Vance County is red clay tobacco country; its backroads are edged by kudzu and daylilies. More than half of the population here lives out in the country, working on small farms growing tobacco or soybeans — many commute to warehouse jobs in Henderson, the county seat. Like many places in rural North Carolina, distribution jobs — packing and shipping for large companies like Walmart– have replaced manufacturing jobs, requiring less skill but also providing less pay.

Downtown Henderson is just as you would imagine it. Garnett Street runs the length of the town, forming the main street through a few blocks of two-story brick commercial storefronts from the town’s heyday in the early 1900s. Some are empty, but others, such as Sadie’s Coffee Corner and Juice and Moor Natural Market are locally owned and bustling.

A depiction of Garnett Street in the 1950s. “Main Street, Looking North, Henderson, North Carolina” by unclibraries_commons is marked with Public Domain Mark 1.0.

Garnett Street runs all the way out to the interstate. It was here, in the tangle of interstate off-ramps, greasy fast food joints, and motels, that Nicole moved her family last fall. Unable to find a house she could afford, Nicole rented a motel room, packing four generations (her mother, her son, and her grandbaby) into one room.
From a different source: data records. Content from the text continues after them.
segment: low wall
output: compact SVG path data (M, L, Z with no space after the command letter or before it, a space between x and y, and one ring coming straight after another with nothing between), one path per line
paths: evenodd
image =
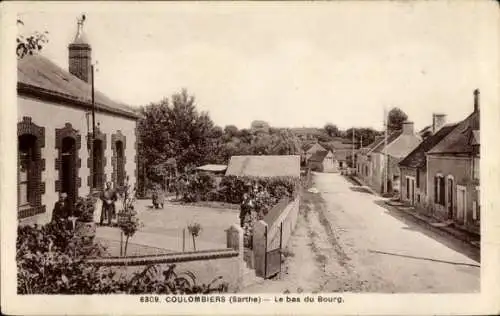
M204 251L179 252L149 256L106 257L89 259L100 266L117 267L123 273L139 272L145 266L155 264L166 268L175 264L176 272L190 271L198 284L208 284L221 276L228 282L229 291L237 292L243 280L243 229L232 225L226 230L227 248Z
M292 236L299 213L299 196L285 200L275 206L264 218L255 223L253 231L253 254L255 273L265 277L266 253L281 246L285 248ZM287 202L287 203L284 203ZM285 205L283 206L282 203Z

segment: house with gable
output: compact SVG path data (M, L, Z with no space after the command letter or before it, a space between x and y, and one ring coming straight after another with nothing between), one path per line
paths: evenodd
M369 152L372 169L369 185L383 194L399 192L400 170L398 164L421 141L421 137L413 130L413 122L403 122L400 131L391 132L387 136L387 142L381 141ZM386 176L387 192L384 192L384 178Z
M54 203L66 193L71 203L98 194L106 181L136 183L136 123L127 105L94 91L92 48L78 22L69 44L68 69L28 55L17 64L18 203L21 224L50 221Z
M232 156L225 175L256 178L300 178L300 156Z
M428 207L426 154L456 127L456 124L444 125L445 119L442 114L434 114L433 124L428 129L430 134L399 163L400 199L420 209Z
M356 157L357 176L365 183L368 183L369 178L372 175L370 152L375 146L379 145L380 142L382 142L383 140L384 136L376 136L375 140L371 144L369 144L366 147L360 148L357 152L357 157Z
M339 166L331 150L317 151L308 161L308 168L319 172L338 172Z
M304 148L305 161L308 162L309 158L312 157L318 151L327 151L327 149L321 146L319 143L309 144Z
M474 110L427 152L427 196L435 217L479 233L479 90Z

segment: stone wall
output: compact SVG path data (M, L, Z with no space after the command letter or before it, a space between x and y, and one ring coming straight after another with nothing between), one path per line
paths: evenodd
M87 178L89 176L88 157L89 150L87 148L87 117L84 110L77 107L64 106L56 103L50 103L33 98L23 96L18 97L18 122L23 120L23 117L30 117L32 122L38 126L44 127L45 130L45 146L41 150L42 159L45 160L45 169L42 171L42 183L45 183L45 192L41 197L41 204L45 206L46 212L26 218L26 222L30 223L46 223L52 216L54 203L58 199L56 184L59 180L59 171L56 170L58 162L59 150L56 142L57 130L64 129L67 124L71 124L71 128L77 131L81 137L81 147L77 150L77 156L80 161L78 169L78 178L80 179L77 194L82 196L89 193L90 188ZM130 183L136 183L136 122L130 118L119 117L111 114L100 113L95 115L96 124L100 123L100 130L105 134L107 145L105 148L105 169L104 172L108 180L111 180L113 173L112 157L113 151L111 146L111 137L118 131L126 138L125 146L125 173L130 178ZM92 124L89 116L90 128Z

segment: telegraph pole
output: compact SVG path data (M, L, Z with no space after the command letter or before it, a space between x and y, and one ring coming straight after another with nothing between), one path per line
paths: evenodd
M354 133L355 133L355 129L354 127L352 128L352 154L351 154L351 162L352 162L352 168L354 168Z
M91 142L92 142L92 183L90 184L91 185L91 188L90 190L92 191L92 189L95 187L94 183L97 183L96 182L96 173L95 173L95 170L96 170L96 166L95 166L95 98L94 98L94 65L90 65L90 83L91 83L91 90L92 90L92 98L91 98L91 102L92 102L92 138L91 138Z
M384 192L387 193L387 110L384 106Z

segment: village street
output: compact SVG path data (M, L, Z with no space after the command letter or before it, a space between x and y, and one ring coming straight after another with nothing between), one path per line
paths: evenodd
M477 250L429 231L339 174L314 174L313 187L319 192L303 194L284 273L243 292L480 290Z

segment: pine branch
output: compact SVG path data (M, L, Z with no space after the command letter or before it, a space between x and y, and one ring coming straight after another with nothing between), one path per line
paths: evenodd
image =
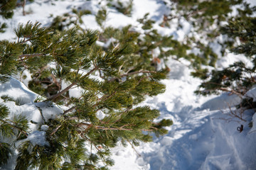
M155 71L148 71L148 70L140 70L140 71L137 71L137 72L130 72L130 73L121 74L119 76L119 77L124 77L124 76L130 76L130 75L136 74L139 74L139 73L151 73L152 74L152 73L156 73L156 72L155 72ZM110 80L110 81L113 81L115 79L119 79L119 77L113 77Z
M92 69L91 71L90 71L88 73L87 73L85 75L84 75L82 77L81 77L81 79L84 79L85 77L87 77L87 76L89 76L90 74L92 74L94 71L95 71L96 69L97 69L97 67L95 67L94 69ZM74 82L73 82L70 85L69 85L68 86L67 86L65 89L63 89L63 91L61 91L60 92L56 94L55 95L48 98L48 99L46 99L44 101L53 101L54 99L55 99L56 98L59 97L60 96L64 94L65 92L67 92L69 89L70 89L73 86L77 85L78 83L78 81L76 80Z
M2 120L2 119L0 119L0 121L1 121L2 123L6 123L6 124L9 125L10 126L16 128L16 130L18 130L18 131L20 131L21 132L22 132L23 134L24 134L26 136L28 136L28 133L26 132L24 130L23 130L21 128L18 128L18 127L17 127L17 126L16 126L16 125L12 125L11 123L8 123L8 122Z

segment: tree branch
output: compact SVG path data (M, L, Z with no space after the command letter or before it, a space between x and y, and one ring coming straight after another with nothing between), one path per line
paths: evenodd
M84 75L82 78L85 78L86 76L89 76L90 74L92 74L95 70L97 69L97 67L95 67L93 69L92 69L91 71L90 71L89 72L87 72L85 75ZM55 99L56 98L59 97L60 96L63 95L63 94L65 94L65 92L67 92L69 89L70 89L73 86L77 85L78 84L78 81L76 80L74 82L73 82L70 85L69 85L68 86L67 86L65 89L63 89L63 91L61 91L60 92L56 94L55 95L48 98L48 99L46 99L44 101L52 101Z

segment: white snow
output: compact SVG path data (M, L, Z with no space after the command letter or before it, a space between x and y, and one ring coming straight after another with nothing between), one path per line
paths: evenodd
M92 14L82 17L84 22L82 28L100 30L94 16L101 8L100 1L38 0L28 3L26 10L31 11L31 13L26 16L22 16L21 8L18 8L11 20L0 18L0 22L6 22L9 26L6 32L1 34L0 40L13 40L15 37L13 29L16 28L20 22L26 23L28 21L38 21L43 26L49 26L53 18L49 17L50 14L55 17L70 12L75 6L92 10ZM162 21L163 15L170 13L161 1L133 1L132 17L126 16L114 9L109 10L105 26L121 28L128 24L139 26L137 20L149 13L149 18L156 21L154 28L157 29L159 33L173 35L178 40L183 40L185 35L189 34L191 26L185 20L181 23L182 28L179 30L174 29L175 27L166 28L158 26ZM102 6L103 5L102 4ZM211 47L216 52L219 51L217 44L213 44ZM241 60L247 61L244 56L229 53L227 57L221 58L217 62L217 66L221 68ZM127 147L119 145L112 149L115 164L110 169L255 169L255 111L249 110L245 112L243 119L246 120L246 122L231 116L230 111L235 110L233 106L240 101L238 96L230 96L228 94L208 97L196 96L193 91L201 81L190 75L193 70L188 67L188 62L183 62L182 60L178 62L170 59L166 65L171 69L171 72L168 79L162 81L166 85L166 92L156 97L149 97L143 105L159 109L161 112L159 119L171 119L174 125L166 128L169 130L166 135L159 138L154 137L152 142L142 143L139 147L135 147L136 152L129 145ZM29 76L26 72L23 74ZM10 108L11 117L21 114L26 116L28 121L33 120L37 123L29 124L32 132L17 144L29 140L33 144L47 145L45 131L48 127L44 125L42 117L46 120L54 118L58 114L62 113L63 109L52 103L34 103L38 95L31 91L18 81L18 79L21 80L18 76L16 78L11 78L9 82L0 84L0 97L7 95L19 101L19 106L16 105L14 101L5 103ZM22 81L27 86L29 79L31 77L23 79ZM63 83L63 88L65 88L65 86L66 84ZM80 92L80 89L74 89L70 96L79 96ZM248 91L247 96L253 98L255 101L256 88ZM0 98L0 103L3 102L4 100ZM229 106L231 108L229 108ZM38 107L42 110L42 113ZM99 112L97 116L101 119L105 115ZM252 128L249 127L250 122L252 122ZM244 126L242 132L237 130L237 127L240 125ZM0 167L0 169L12 169L6 167ZM13 167L13 165L9 165L9 167Z

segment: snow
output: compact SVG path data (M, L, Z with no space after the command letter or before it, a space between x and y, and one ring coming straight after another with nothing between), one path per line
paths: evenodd
M92 14L82 17L84 22L82 28L100 30L101 28L94 16L101 7L99 1L38 0L28 3L26 10L31 10L32 12L26 16L21 15L22 9L18 8L11 20L0 18L0 22L6 22L9 26L6 32L1 34L0 39L12 40L15 37L13 29L20 22L38 21L43 26L49 26L53 19L49 17L50 15L55 17L70 12L75 6L81 6L82 9L92 9L94 11ZM104 4L101 5L104 6ZM191 26L185 20L181 23L182 28L178 30L175 26L165 28L158 26L162 21L163 15L168 12L171 11L168 11L161 1L134 0L132 17L110 9L105 26L121 28L128 24L139 26L137 20L149 13L149 18L156 21L154 28L158 29L161 34L173 35L178 40L183 40L184 36L189 34L191 30ZM211 47L216 52L220 50L218 44L211 45ZM217 66L221 68L241 60L247 61L244 56L229 53L218 61ZM233 117L230 113L235 109L233 106L240 101L238 96L228 94L208 97L196 96L193 91L201 81L190 75L193 70L188 67L187 62L170 59L166 65L171 69L171 72L168 79L162 81L166 86L166 92L156 97L149 97L143 105L159 109L161 112L159 119L171 119L174 125L166 128L169 130L166 135L159 138L154 137L152 142L142 143L140 146L135 147L136 152L129 145L123 147L119 144L112 149L115 164L110 169L255 169L255 111L249 110L245 112L243 119L246 122ZM11 117L21 114L26 116L28 121L37 123L29 124L31 133L17 144L29 140L34 145L47 145L48 144L46 140L45 131L48 127L44 125L44 120L54 118L61 114L63 109L50 103L34 103L38 95L26 87L31 77L26 72L23 74L28 76L27 79L22 80L25 84L21 82L21 79L18 76L16 79L11 78L9 81L1 84L0 97L7 95L18 101L18 106L14 101L5 102L5 105L10 108ZM63 83L63 88L65 86L66 84ZM73 89L70 96L80 96L80 89ZM246 95L253 98L255 101L256 88L249 91ZM4 100L0 98L0 103L3 102ZM101 119L105 115L99 111L97 116ZM252 122L252 128L249 127L250 122ZM240 125L244 125L244 130L241 132L237 130L237 127ZM4 169L0 167L0 169L13 169L11 167L13 165L10 164Z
“It was really hard,” confesses Nicole, describing how little space and privacy they had. The family switched hotels frequently; some were unlivable due to bugs or disrepair, another because the manager was frequently drunk and didn’t maintain control over the property. Nicole often paid $100 a night for a room, making it impossible for her to save money for apartment application fees let alone pay a deposit for more permanent housing.

“My full paycheck went straight to the room,” she say, leaving her scrambling to cover other basic needs. During their time in the hotels, Nicole’s family lost access to SNAP benefits for a month because they had no address.

One of the motels off I-85 at the Henderson exit. Photo by author.

Nicole estimates that 75% of the rooms at the hotels she stayed in were permanent residents who couldn’t afford anywhere else in Vance County. “Some of these people had been in these rooms for years,” she said, describing the occupants as anyone from day laborers to families to the elderly and disabled. “But the truth is you can easily pay $1,000 in a week on housing applications and get turned down everywhere you apply. You don’t get that money back.”

“They say when you are going through the clouds there is turbulence but once you get above them it’s smooth?” Nicole shakes her head. “Well, I’m still waiting for that part!”

A Rural Housing Crisis

So much of Vance County is pastoral and idyllic. Tractors slow down traffic on two-lane roads and fishermen motor their small Jon boats out on the reservoir. But this pretty place has a dirty secret: It ranks third in the state for evictions.

A typical street in Henderson, North Carolina, lined with family homes. Photo by author.

Most of us think of evictions happening in urban settings– a family’s belongings piled high on a sidewalk- but in places like Vance County, they play out every day, quiet and unseen. According to the North Carolina Housing Coalition, 1,416 Vance County families faced eviction files last year. That’s because an astronomical 52% of Vance County renters are cost-burdened, paying more than 30% of their income on housing, leaving food, gas, healthcare, the light bill, and all the other needs of life on the balance.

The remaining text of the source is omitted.